Kristiania...what American tourist visit to Denmark is complete without it?
There, little liberal Californian me bought...you guessed it...earrings! (Although I look tired enough to be high)
We finished the night with a) dinner b) a supposed music producer named "Kindergarden" who came up to us and filmed us all shouting his name into the night and c) fireworks over Tivoli garden.
Funny how traveling and living abroad incidentally bonds you with people more tightly in a day than if you had tried over the course of months. This is a point that living in International House in UCSD last year (where half the students are Americans and the other half exchange students) hinted at, but now as I live and travel myself, I experience for myself and not vicariously. It has proved true in many moments and countries.


Next entry, more Swedish cities, concerts, world records, Köpenhamn part 2, Swedish language classes, Berlin, and the best part of every single place: the people (and sometimes, the lack thereof).

Wednesday, August 10, 2011

Photography


Filtered through a massive forest of neurons
The light twists itself through a prophetic black box
And mingles beneath the moonless night
Kissing the acetate and the fallen trees
From the mind's eye forms a picture of things past
Or perhaps instead, things to come

Sunday, August 7, 2011

Stockholm Syndrome


San Diego to Chicago. Chicago to Stockholm. Chicago's airport:
I flew into Stockholm at 7:45 AM on the last day of July. Corinne's parents, Marc and Ulla, picked me up and took me to their beautiful, picturesque home five minutes from the Baltic Sea. Perhaps it was luck or perhaps I had just brought a bit of California with me, but the weather there for the next five days was sunny and clear, and I couldn't have hoped for anything better.

Their beautiful house




The Plattens already had an American family staying with them, old family friends, so that worked out perfectly since the need for sightseeing was already there. The next five days was a whirlwind of seeing Stockholm from one hundred angles.

Day 1. My first impression of the Platten home as a natural paradise is cemented when Ulla offers me a fruit salad topped with fresh currants from their garden. Mmmmm!

We visit the Vasa Museum, home to a nearly fully preserved 400 year old ship that sunk in the waters of Stockholm. Films, models, scale ships and tons of meticulously preserved artifacts from the wreck gave an insight as to the Vasa's glory.

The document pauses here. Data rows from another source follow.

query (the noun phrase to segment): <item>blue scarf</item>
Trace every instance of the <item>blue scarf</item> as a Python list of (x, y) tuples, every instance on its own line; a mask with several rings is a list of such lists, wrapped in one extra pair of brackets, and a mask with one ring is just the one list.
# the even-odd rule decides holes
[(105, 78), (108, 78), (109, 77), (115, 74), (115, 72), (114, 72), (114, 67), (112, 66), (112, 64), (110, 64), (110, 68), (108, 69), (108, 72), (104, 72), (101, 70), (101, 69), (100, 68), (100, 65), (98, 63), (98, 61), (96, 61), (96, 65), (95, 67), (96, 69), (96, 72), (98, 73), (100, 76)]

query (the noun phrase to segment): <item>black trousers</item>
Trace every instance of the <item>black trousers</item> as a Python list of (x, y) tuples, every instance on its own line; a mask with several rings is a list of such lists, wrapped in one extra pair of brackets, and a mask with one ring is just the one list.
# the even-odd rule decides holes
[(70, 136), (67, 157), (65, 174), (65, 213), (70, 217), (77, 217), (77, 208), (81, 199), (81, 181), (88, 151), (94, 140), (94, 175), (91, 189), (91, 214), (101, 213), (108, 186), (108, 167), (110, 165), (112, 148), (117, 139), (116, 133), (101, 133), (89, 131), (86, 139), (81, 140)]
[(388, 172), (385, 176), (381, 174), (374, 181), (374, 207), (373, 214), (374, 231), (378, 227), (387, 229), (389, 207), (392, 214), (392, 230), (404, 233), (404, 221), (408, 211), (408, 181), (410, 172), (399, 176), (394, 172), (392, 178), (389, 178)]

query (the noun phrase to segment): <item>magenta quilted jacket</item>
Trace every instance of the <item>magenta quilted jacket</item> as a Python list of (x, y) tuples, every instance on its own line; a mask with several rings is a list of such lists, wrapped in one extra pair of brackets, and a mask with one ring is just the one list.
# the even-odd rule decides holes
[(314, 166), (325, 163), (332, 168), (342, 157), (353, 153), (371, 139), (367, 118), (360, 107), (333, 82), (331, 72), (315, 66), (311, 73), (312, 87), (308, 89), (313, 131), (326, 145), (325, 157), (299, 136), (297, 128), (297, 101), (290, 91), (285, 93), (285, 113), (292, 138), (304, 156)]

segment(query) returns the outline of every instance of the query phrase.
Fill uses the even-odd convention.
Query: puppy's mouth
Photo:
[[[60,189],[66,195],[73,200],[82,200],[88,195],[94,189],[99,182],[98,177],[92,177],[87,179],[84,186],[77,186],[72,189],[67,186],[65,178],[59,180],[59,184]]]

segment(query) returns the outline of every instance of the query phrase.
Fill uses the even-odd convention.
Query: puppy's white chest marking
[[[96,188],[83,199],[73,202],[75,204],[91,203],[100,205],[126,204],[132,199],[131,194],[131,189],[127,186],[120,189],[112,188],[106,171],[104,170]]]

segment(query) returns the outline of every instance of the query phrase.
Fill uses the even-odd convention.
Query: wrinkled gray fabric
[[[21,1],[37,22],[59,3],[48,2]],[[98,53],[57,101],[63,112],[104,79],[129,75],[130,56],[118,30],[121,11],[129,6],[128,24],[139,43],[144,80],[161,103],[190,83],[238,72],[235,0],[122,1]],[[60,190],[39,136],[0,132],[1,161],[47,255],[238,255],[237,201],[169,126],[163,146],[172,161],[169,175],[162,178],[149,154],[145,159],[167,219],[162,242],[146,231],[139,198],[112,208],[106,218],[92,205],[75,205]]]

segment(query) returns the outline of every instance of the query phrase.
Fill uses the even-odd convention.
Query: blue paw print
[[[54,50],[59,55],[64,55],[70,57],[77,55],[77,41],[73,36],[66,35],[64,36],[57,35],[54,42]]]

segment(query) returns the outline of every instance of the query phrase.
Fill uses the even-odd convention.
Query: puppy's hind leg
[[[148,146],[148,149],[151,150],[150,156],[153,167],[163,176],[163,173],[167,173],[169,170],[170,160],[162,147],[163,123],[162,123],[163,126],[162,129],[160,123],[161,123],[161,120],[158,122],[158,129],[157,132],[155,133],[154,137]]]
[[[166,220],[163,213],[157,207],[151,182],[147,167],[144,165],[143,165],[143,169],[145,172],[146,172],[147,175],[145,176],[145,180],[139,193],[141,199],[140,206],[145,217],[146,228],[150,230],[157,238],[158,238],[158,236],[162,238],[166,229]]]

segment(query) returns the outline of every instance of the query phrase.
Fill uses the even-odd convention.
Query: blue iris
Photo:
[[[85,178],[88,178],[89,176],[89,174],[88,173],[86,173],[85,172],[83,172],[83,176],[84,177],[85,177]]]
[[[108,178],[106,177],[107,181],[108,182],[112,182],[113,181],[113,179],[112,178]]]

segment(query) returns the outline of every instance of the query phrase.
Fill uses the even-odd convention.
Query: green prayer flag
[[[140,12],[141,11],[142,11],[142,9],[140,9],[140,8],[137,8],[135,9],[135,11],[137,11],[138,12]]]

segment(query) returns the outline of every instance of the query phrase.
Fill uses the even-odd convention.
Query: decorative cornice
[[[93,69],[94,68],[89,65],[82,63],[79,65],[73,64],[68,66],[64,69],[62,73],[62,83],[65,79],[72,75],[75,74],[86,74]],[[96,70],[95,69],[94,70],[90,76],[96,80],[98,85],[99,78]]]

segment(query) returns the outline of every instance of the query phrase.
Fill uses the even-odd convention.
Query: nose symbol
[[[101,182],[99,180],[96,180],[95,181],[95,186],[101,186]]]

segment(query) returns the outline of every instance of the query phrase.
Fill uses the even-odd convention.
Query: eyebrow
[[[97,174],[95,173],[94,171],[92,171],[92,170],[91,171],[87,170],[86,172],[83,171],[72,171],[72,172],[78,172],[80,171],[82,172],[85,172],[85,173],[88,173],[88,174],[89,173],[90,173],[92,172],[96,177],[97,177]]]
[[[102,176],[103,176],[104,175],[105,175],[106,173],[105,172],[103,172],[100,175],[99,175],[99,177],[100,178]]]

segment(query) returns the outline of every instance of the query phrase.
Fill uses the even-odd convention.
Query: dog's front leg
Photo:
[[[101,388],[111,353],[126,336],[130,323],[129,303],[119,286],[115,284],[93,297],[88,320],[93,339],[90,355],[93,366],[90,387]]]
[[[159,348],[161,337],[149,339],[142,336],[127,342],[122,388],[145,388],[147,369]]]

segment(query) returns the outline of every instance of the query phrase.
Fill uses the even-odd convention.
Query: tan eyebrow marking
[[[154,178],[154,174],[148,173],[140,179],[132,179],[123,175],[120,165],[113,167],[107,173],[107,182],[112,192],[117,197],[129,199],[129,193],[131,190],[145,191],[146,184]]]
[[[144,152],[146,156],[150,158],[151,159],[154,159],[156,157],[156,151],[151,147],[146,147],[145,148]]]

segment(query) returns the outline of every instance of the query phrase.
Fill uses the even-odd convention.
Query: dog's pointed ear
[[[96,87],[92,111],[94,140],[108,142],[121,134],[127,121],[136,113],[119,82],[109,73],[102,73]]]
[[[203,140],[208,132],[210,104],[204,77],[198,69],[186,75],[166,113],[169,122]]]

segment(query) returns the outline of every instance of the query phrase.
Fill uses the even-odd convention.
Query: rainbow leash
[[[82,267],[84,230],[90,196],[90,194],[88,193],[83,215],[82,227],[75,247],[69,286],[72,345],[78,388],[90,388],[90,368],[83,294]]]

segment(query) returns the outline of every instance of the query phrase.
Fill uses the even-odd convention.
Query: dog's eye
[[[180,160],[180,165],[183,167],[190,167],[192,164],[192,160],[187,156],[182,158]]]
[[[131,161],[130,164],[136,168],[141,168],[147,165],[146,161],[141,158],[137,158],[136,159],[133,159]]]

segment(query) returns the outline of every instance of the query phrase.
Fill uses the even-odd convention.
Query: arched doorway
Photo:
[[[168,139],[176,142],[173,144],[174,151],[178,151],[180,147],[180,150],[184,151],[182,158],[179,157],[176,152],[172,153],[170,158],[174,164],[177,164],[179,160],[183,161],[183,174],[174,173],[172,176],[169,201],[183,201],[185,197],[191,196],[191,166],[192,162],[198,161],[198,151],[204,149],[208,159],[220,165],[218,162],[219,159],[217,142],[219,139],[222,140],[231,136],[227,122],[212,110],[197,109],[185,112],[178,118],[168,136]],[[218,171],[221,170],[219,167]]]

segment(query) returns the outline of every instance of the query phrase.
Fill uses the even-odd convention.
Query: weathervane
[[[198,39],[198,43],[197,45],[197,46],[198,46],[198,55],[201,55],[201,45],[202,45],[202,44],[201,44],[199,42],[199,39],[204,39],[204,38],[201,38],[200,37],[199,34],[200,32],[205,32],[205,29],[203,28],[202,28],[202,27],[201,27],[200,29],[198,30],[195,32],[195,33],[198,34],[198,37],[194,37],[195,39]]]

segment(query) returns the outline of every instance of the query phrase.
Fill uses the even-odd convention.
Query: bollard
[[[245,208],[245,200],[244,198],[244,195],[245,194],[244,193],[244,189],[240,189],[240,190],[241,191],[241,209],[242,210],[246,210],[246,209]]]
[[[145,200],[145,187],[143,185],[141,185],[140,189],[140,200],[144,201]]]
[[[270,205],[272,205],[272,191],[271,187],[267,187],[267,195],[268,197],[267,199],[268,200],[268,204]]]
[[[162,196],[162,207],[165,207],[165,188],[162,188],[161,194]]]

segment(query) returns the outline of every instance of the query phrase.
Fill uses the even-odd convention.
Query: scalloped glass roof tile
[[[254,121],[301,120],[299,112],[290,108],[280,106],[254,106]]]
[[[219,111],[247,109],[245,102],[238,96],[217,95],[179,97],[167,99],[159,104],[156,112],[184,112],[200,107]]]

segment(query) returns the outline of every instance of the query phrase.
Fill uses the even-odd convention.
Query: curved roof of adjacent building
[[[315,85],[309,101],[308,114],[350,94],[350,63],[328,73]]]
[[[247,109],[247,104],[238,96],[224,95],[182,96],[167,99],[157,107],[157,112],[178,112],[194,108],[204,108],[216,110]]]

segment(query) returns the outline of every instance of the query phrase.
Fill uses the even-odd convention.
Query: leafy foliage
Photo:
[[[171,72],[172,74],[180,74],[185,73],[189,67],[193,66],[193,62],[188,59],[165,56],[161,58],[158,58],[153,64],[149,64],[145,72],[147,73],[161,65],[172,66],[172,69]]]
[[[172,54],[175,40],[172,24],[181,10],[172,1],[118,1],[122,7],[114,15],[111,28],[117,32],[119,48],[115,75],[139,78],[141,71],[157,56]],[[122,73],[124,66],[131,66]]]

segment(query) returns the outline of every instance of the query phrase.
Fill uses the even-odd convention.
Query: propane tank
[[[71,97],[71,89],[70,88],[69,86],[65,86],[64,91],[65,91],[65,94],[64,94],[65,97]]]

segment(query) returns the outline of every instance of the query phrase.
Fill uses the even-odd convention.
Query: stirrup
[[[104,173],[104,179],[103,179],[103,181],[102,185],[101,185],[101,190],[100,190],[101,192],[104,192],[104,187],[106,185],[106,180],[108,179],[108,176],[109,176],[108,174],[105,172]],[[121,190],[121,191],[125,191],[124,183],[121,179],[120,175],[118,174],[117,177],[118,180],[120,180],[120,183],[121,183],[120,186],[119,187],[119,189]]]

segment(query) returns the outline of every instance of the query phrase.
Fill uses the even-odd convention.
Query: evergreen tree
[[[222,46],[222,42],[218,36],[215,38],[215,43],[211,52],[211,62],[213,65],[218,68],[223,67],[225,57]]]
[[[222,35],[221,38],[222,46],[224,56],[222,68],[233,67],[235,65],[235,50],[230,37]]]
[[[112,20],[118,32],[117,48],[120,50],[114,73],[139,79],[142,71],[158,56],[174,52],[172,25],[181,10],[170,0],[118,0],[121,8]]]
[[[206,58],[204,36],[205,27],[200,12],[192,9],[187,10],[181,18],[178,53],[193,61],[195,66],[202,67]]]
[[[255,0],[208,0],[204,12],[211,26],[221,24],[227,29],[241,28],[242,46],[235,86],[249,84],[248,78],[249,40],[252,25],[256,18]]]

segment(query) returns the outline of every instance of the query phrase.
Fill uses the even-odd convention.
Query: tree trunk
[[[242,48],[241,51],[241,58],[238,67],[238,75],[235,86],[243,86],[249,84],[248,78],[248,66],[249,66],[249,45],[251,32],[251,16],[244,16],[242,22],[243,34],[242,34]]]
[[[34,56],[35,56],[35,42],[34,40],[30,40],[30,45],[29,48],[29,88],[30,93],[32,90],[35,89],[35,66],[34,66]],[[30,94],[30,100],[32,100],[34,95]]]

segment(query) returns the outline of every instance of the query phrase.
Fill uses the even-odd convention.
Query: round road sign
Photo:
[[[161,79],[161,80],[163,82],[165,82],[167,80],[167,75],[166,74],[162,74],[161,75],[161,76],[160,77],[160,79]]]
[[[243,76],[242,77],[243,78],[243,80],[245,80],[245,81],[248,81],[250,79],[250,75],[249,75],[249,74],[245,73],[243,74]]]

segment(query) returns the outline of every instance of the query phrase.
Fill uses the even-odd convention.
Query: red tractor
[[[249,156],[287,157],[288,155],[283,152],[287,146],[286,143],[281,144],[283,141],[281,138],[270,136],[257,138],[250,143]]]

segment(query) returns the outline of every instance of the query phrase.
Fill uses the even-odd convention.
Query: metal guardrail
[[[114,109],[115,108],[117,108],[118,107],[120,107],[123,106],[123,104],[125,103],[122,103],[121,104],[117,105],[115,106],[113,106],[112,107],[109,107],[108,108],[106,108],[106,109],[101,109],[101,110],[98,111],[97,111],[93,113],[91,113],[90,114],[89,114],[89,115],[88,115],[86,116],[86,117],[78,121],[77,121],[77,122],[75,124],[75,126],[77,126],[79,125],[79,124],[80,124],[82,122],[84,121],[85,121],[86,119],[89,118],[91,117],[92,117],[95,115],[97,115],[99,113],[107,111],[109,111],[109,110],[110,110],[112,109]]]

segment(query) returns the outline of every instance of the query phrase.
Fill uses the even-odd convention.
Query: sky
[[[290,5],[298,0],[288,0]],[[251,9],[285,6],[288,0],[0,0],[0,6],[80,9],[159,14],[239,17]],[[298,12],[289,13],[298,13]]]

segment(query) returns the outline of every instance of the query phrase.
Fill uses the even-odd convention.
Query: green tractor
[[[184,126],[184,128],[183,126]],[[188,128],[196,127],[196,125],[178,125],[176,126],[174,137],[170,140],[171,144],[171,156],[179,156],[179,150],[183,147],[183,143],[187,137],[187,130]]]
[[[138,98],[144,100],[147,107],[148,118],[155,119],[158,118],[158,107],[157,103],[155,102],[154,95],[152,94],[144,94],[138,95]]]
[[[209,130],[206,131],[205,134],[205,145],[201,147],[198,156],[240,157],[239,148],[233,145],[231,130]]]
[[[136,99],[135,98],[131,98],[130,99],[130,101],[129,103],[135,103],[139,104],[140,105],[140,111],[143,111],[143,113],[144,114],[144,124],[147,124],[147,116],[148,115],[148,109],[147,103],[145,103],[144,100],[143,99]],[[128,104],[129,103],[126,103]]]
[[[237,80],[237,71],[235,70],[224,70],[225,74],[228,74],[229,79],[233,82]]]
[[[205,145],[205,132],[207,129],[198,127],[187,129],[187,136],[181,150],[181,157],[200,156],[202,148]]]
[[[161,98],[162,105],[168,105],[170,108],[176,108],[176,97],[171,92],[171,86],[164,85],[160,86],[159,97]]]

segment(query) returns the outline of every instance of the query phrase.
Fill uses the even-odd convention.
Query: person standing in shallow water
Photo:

We walked around Stockholm a bit.

My first dinner in Sweden was (delicious) tacos. And for dessert, a performance by Becca, who has a God-given talent for singing (just don't tell her so...)
Day 2. The Plattens live a six minute walk away from the Baltic Sea. Amazing. We took a boat around the archipelago and witnessed the beauty of the canal and enviously commented on all the waterfront summer homes the Swedes have around it.






We got off at Sandhamn island, where we went on a short guided tour.
Thanks, Marc, for the photos!

Day 3. We went swimming more than once in Troll Sjön, or Dive-from-Rocks Lake. This is the land of 100,000 lakes, and this natural beauty exemplified that moniker. I swam all the way across and then walked around the surrounding woods, where I caught tiny frogs that hopped around the damper parts of the forest floor. This place seemed straight out of the oldest fairy tales, where dark and wonderful things await in the most untouched realms of nature.

Becca and her friends.

The Platten's dog, Abby, is a Spanish Water Hound, and took great pleasure in swimming in the lake, obstacles notwithstanding.
Day 4. Corinne finally arrives! She should have arrived home earlier but airlines are a....
Becca took me shopping and I scored some excellent sales downtown, including Cheap Monday jeans! Once home, apple pie was baked and showed off.
The next day I said my (temporary) goodbyes to Becca, Ulla and Abby, and Marc and Corinne took me to the train station. I don't know if I can properly express how grateful I am to have been embraced by this wonderful family, who truly made me feel like a part of theirs. I can't imagine a better first impression of Sweden, and if my time in Lund is anything like this I know I have an amazing five months ahead of me.